Jefferson avenue is a wide street in Detroit, running east and west, upon which there is a double track street railway line. Bates street is a narrow street with a single track street car line running north and south crossing Jefferson avenue. It was the claim of the plaintiff that while she was driving her electric car west on Jefferson avenue, as she approached Bates street, a large automobile truck coming from the west on Jefferson avenue, driven by an employee of the defendant corporation, as it approached Bates street at a speed of 12 to 15 miles an hour, instead of keeping to the right of the center of the intersection of these streets when it reached Bates street, turned, diagonally to the northeast ahead of her car and before she could stop it a collision occurred causing damage to her car which cost $142 to make good. The defendant denied that the truck was going 12 or 15 miles an hour and claims it was going 6 or 7 miles an hour; that it kept to the right of the intersection *50of the street, and that, instead of the truck running into the car of plaintiff, she drove her electric car into the truck. The testimony is in sharp conflict. The first question calling for consideration is the claim of appellant that a verdict should have been directed in its favor because of the contributory negligence of the plaintiff. We shall not attempt to recite the testimony, but in view of the law of the road which should be observed by the drivers of automobiles, and the sharp conflict in the testimony we think this feature of the case presented a question of fact for the jury.

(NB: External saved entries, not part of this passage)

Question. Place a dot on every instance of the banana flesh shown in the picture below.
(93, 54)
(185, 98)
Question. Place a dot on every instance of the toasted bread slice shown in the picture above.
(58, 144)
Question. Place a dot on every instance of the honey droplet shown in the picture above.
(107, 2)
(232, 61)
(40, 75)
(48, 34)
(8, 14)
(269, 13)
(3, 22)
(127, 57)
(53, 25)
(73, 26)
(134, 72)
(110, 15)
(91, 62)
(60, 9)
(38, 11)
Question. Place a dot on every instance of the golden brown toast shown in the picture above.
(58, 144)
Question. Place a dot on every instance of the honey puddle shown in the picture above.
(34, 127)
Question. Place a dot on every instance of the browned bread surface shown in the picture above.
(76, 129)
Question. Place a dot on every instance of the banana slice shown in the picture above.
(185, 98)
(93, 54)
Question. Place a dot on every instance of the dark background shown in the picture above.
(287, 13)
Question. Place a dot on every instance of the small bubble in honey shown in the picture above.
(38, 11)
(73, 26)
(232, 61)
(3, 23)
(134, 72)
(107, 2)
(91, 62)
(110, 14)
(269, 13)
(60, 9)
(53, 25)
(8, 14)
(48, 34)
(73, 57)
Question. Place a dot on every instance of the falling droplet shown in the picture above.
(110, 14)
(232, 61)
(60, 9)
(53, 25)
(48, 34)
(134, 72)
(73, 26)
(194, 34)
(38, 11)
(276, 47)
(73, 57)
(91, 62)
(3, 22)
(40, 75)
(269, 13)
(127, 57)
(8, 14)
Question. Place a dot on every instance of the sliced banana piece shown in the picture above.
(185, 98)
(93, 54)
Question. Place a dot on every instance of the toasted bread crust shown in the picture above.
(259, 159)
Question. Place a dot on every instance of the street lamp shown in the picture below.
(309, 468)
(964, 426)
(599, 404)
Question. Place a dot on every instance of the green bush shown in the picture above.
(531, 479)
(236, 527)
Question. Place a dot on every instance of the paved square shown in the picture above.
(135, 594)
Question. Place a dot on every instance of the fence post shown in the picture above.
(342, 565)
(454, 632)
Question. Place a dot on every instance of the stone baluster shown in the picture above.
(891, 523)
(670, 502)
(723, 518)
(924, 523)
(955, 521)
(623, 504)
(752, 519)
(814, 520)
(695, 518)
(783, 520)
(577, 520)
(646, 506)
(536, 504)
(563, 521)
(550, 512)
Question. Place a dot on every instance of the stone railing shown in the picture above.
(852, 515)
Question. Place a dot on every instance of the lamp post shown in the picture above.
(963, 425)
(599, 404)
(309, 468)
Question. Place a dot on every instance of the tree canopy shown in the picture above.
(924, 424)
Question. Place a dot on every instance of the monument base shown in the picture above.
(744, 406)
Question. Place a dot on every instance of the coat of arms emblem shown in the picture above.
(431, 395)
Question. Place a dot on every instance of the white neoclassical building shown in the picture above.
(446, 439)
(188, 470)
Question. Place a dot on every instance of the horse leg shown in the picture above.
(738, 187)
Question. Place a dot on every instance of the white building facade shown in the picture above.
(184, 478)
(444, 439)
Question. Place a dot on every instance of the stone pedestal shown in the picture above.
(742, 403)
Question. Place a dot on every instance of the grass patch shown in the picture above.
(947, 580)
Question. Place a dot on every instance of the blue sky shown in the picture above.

The other question calling for consideration is, Did the court err in permitting an amendment to the declaration to the effect that suit was brought in the name of the plaintiff as trustee, for the use and benefit of the Travelers’ Insurance Company. The name of the insurance company does not appear in any of the pleadings in justice’s court. The car of the plaintiff was insured by this company. The policy had a provision that in case a loss was paid the insured would assign her claim to the insurance company upon request. No assignment had been made at the time of the trial though the insurance company had paid the amount the repairs to the car cost the plaintiff before the suit was begun.

Upon the cross-examination of Mrs. Everhard she gave testimony as follows:

“Q. Now, Mrs. Everhard, you were paid your money in this case by the Travelers’ Insurance Company?
“A. Yes, sir.
“Q. And whatever claim you had you turned' over to them, didn’t you?
“The Court: Let her answer, there is no jury here, you may answer.
“A. I don’t know how to answer that. I don’t know as L understand exactly what it means.
“Q. Well you have received your money and this *51case is now brought for .the purpose of reimbursing the insurance company?
“A. Yes, sir.
“Q. So the only interest you have in it is giving evidence here as to how the accident took place?
“A. Yes, sir.
“Q. You have no other interest in the case whatever?
“A. No.
“Q. That is all. * * *
“Mr. Ward: Did you authorize any action to be brought for them?
“A. No.
“Q. And you never have known and don’t know now, up to. the present time there was any such claim in this suit, did you, Mrs. Everhard?
“A. I don’t know that I did.”

In Fowler v. Hyland, 48 Mich. 179, as to an appeal commenced in justice’s court it was said:

“But when the appeal removed the case to the circuit court it took up the same case that was before the justice. Cross v. Eaton, decided herewith, post 184.”

In Loranger v. Davidson, 110 Mich., at p. 607, it is said:

“The jurisdiction of the circuit court on appeal is appellate only. The appeal transfers to the circuit court the same cause that was before the justice and an amendment cannot be allowed that states a different cause of action from that stated in justice’s court,” citing several cases.

This case is cited with approval in Frohlich v. Graulick, 118 Mich. 65. In overruling the motion for a new trial the circuit judge expressed himself of the opinion that, as substantial justice had been done, though he may have erred in granting the amendment, under the judicature act he had the right to allow the judgment to stand.

Counsel for appellant cite from the judicature act as follows:

*52“Every action shall be prosecuted in the name of the real party in interest, but an executor, administrator, guardian, trustee of an express trust, a party with whom or in whose name a contract has been made for the benefit of another, or a party expressly authorized by statute, may sue in his own name without joining with him the party for whose benefit the action is brought.” 3 Comp. Laws 1915, § 12353.

Counsel for the appellee cite Union Ice Co. v. Railway Co., 178 Mich. 347, as sustaining the action of the trial judge. A reference to the opinion in that case will show that plaintiff had a substantial interest in the subject matter of the litigation and that the case originated in the circuit court. The practical effect of the amendment to the declaration is to bring a new plaintiff into the case without giving the defendant an opportunity to litigate his claim in the justice’s court.

We think the judgment must be reversed without a new trial. Defendant will recover costs.

Ostrander, C. J., and Bird, Steere, Brooke, Fellows, Stone, and Kuhn, JJ., concurred.